For common sizes you can get them at mastercarr.com or victornet.com. Don't get them at the big box. 
For tap and die to fit parts of kits you need to go to vendors like Indy-pen-dance.com. 
There are also less common taps that are used for kitless pens, like triple start sets in weird sizes, and these are harder to find online and are very expensive. however from time to time members organize a group buy we're they get them at a better prize. 
Check out group buys in the forum.


----------



## mredburn (Dec 16, 2011)

Luke 
Victor Machinery at victornet.com has most of what you will need for pens. The triple starts are more than a hundred dollars a set, and you can get the job done with standard threads for a long time.

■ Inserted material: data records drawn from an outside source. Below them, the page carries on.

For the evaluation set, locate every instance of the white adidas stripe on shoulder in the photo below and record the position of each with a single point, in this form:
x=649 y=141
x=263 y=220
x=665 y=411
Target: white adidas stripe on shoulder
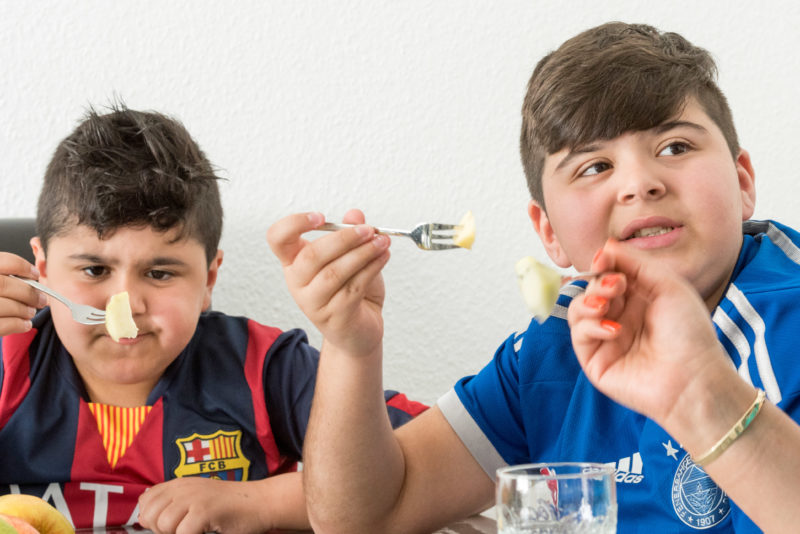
x=783 y=242
x=732 y=331
x=765 y=371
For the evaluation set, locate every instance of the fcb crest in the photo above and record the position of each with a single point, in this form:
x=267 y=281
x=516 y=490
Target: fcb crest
x=217 y=455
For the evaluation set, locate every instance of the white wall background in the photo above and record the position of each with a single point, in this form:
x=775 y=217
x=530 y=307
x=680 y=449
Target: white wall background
x=408 y=110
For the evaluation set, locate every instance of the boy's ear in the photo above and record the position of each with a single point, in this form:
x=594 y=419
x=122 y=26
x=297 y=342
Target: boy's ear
x=541 y=223
x=211 y=279
x=747 y=177
x=38 y=256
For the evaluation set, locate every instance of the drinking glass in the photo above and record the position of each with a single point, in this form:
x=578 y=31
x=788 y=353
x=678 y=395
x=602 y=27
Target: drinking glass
x=558 y=497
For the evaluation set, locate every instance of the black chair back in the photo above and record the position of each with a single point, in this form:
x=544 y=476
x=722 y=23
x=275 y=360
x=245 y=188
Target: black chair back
x=15 y=236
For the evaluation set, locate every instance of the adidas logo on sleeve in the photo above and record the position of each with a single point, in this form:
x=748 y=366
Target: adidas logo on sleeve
x=629 y=469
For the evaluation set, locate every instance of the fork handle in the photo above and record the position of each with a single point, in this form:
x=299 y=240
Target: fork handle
x=43 y=289
x=332 y=227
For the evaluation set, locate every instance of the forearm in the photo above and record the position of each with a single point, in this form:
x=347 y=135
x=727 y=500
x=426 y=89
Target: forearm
x=760 y=469
x=281 y=502
x=354 y=466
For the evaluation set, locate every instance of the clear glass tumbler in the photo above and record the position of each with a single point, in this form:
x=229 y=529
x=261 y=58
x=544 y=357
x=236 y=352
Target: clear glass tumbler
x=559 y=497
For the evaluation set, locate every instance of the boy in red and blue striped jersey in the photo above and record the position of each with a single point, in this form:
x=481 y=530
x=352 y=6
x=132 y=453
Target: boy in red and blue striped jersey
x=205 y=412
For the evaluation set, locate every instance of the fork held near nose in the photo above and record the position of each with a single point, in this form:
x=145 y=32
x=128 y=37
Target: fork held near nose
x=427 y=236
x=80 y=312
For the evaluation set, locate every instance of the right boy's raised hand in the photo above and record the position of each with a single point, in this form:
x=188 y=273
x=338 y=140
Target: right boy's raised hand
x=335 y=279
x=18 y=300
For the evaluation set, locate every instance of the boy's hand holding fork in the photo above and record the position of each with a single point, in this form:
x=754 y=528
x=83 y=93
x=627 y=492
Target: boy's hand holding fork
x=18 y=301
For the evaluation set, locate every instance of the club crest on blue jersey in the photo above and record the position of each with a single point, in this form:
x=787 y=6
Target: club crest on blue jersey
x=217 y=455
x=697 y=499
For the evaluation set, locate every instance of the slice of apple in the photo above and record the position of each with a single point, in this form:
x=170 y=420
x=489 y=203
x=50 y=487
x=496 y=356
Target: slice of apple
x=37 y=512
x=540 y=285
x=119 y=318
x=465 y=231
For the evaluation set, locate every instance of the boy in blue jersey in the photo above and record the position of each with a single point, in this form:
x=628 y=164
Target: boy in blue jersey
x=197 y=423
x=635 y=172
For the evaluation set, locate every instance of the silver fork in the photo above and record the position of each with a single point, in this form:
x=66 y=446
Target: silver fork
x=427 y=236
x=80 y=312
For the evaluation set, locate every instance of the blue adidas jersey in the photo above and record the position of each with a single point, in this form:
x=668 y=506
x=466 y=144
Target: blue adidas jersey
x=532 y=402
x=234 y=405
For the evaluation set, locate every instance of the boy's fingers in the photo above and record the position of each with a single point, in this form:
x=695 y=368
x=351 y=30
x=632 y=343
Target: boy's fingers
x=343 y=270
x=18 y=291
x=284 y=236
x=13 y=264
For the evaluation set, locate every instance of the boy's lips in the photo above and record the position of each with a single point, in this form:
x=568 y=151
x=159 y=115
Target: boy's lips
x=651 y=232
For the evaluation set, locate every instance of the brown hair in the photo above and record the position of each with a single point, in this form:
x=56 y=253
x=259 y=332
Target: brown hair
x=131 y=168
x=613 y=79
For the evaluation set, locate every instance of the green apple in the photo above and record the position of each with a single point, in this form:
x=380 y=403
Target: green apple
x=40 y=516
x=119 y=318
x=540 y=285
x=465 y=231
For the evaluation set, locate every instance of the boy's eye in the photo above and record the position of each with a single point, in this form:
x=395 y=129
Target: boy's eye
x=95 y=271
x=595 y=168
x=159 y=275
x=674 y=149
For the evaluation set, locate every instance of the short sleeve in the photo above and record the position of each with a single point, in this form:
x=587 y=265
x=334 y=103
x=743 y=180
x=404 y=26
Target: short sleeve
x=484 y=410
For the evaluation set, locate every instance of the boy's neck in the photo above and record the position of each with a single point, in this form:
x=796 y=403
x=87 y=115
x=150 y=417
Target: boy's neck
x=123 y=395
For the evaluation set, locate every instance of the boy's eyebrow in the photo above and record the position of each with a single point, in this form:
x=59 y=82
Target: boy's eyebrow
x=575 y=152
x=656 y=130
x=154 y=262
x=666 y=126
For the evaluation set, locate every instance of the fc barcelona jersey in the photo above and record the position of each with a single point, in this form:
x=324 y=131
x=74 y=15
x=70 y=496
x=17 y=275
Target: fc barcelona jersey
x=234 y=405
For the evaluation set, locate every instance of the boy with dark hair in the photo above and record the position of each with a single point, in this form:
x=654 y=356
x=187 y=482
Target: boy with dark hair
x=205 y=412
x=635 y=172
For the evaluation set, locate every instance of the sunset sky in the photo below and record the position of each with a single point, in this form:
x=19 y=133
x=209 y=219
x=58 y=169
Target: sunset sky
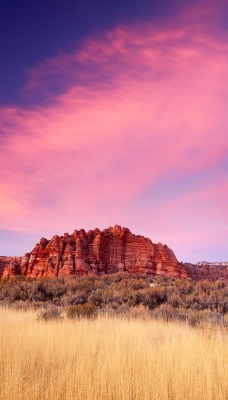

If you decide you need taps I would recomend a tap and die in the following sizes to start.
m 8x.75
m10 x .75
m12 x .75

the taps for feeds assemblies for fountain pens will cost you between 30 and 40 dollars and are specific to the manufacturer. I recomend the Bock feeds from INdy Pen Dance or The classic Nib for starting out.


----------



## TerryDowning (Dec 16, 2011)

Any idea on the size threads used in the nosecone of Jr. Gent Roller balls? 

I don't know if what I have is JG I or JG II. It is a JG though (I Think) and I'd like to turn a new section, I really don't like the metal feel, I have some hard Urethane (Think Alumilite) that would work great.


----------



## mredburn (Dec 16, 2011)

It could be m8.4 x 1 measure it with digital calipers and let us know what it measures.


----------



## TerryDowning (Dec 16, 2011)

mredburn said:


> It could be m8.4 x 1 measure it with digital calipers and let us know what it measures.



It appears to be much smaler than that.
Nose cone threads measure 6.89mm and the thread is very fine.
Section end opposite nose cone where it connect to the barrel = 7.99mm
Cap thread measures 9.44mm

All measurements are outside diameter of thread




Note: this pen is from my Pine PITH partner tbroye and is a real pleasure to use as my daily writer at work.


----------



## mredburn (Dec 16, 2011)

I am guessing with out a thread gauge but 7mm x.5, 8mmx.75,  and 10 x.75 the only real way you can tell is with a metric thread gauge. the plastic threads at 9.44 could even be 9.5mm x .75 or .8 Hopefully someone else willhave the kit and a thread gauge and tell us.


----------



## PTownSubbie (Dec 18, 2011)

If the cap to body threads are plastic it is a Jr Gent I.

If it is a Jr Gent I, the specs of the threads between the front section and the body are M7.8x0.8. This is directly from the manufacturer. Smitty may be able to tell you the other thread sizes.

I have some alternate taps I am going to give a try today to see if they work. I will let you know how they do.


----------



## TerryDowning (Dec 19, 2011)

The threads are metal painted black.


----------